The harvest of raspberries slows about now, each day bringing fewer and smaller berries.
No need to bemoan being bumped out of midsummer raspberry heaven, though. Fall-bearing raspberries are soon to follow.
Each cane on your typical red or yellow raspberry grows one year, bears fruit in the early summer of its second year, then dies. You do get to eat raspberries every year because new canes, which will bear the following year, are always growing at the same time as older canes are bearing fruit.
Canes of fall-bearing raspberries also live only two years - but the new canes jump the gun and squeeze in the beginnings of a crop toward the end of their first season. Once new canes reach a certain height, fruiting begins at their tips and then works its way down the cane until stopped by cold weather.

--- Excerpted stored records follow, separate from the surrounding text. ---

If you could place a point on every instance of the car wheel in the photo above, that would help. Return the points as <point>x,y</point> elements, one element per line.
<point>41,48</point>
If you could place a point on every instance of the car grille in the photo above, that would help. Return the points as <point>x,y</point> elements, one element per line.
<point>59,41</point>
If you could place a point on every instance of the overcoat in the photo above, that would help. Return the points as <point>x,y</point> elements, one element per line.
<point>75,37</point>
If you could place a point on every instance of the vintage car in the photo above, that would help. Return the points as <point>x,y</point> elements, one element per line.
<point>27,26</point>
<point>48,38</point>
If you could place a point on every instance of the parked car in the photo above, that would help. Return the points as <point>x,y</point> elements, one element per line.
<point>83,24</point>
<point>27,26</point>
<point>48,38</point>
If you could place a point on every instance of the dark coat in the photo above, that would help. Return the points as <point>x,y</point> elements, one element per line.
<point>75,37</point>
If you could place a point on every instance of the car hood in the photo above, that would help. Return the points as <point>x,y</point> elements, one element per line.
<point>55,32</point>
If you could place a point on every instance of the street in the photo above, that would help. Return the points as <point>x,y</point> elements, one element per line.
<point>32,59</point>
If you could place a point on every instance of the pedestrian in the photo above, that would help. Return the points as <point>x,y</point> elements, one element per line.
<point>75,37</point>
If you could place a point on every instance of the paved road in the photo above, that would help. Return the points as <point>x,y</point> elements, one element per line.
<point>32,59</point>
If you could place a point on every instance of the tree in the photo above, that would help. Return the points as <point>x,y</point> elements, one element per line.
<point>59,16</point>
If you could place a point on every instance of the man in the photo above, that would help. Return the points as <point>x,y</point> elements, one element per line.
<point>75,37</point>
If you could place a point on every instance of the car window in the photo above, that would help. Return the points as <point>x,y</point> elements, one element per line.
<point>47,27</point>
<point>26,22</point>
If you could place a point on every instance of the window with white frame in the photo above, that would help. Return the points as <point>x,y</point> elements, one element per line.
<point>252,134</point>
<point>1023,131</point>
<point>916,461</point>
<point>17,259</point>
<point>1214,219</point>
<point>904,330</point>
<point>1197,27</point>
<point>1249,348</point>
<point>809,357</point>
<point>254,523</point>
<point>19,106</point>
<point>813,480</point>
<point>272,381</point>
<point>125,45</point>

These canes finish their job the next year, bearing fruits in midsummer lower down, where they left off fruiting in fall. Fall-bearing raspberries are sometimes called everbearing raspberries, which, literally, they almost are.
Pruning is a must
Pruning keeps all raspberries healthy and productive, and the procedure for fall -bearing varieties is slightly different from that for conventional, summer bearing ones. Because stems of both die after their second season, they need to be cut to the ground either right after they finish fruiting in summer or during the winter that follows.
As far as the other stems of fall-bearing raspberries, the ones that start to bear in the latter part of their first season of growth: Sometime during their first winter, these stems should be shortened to just below where they bore fruit. Remnants of fruit stalks along the young stems clearly tell you where to cut.
There is another, even easier, way to prune fall-bearing raspberries, and that is to just lop the whole planting clear to the ground each winter. Use a scythe, pruning shears, lopper, heavy duty mower, whatever it takes; no finesse is needed.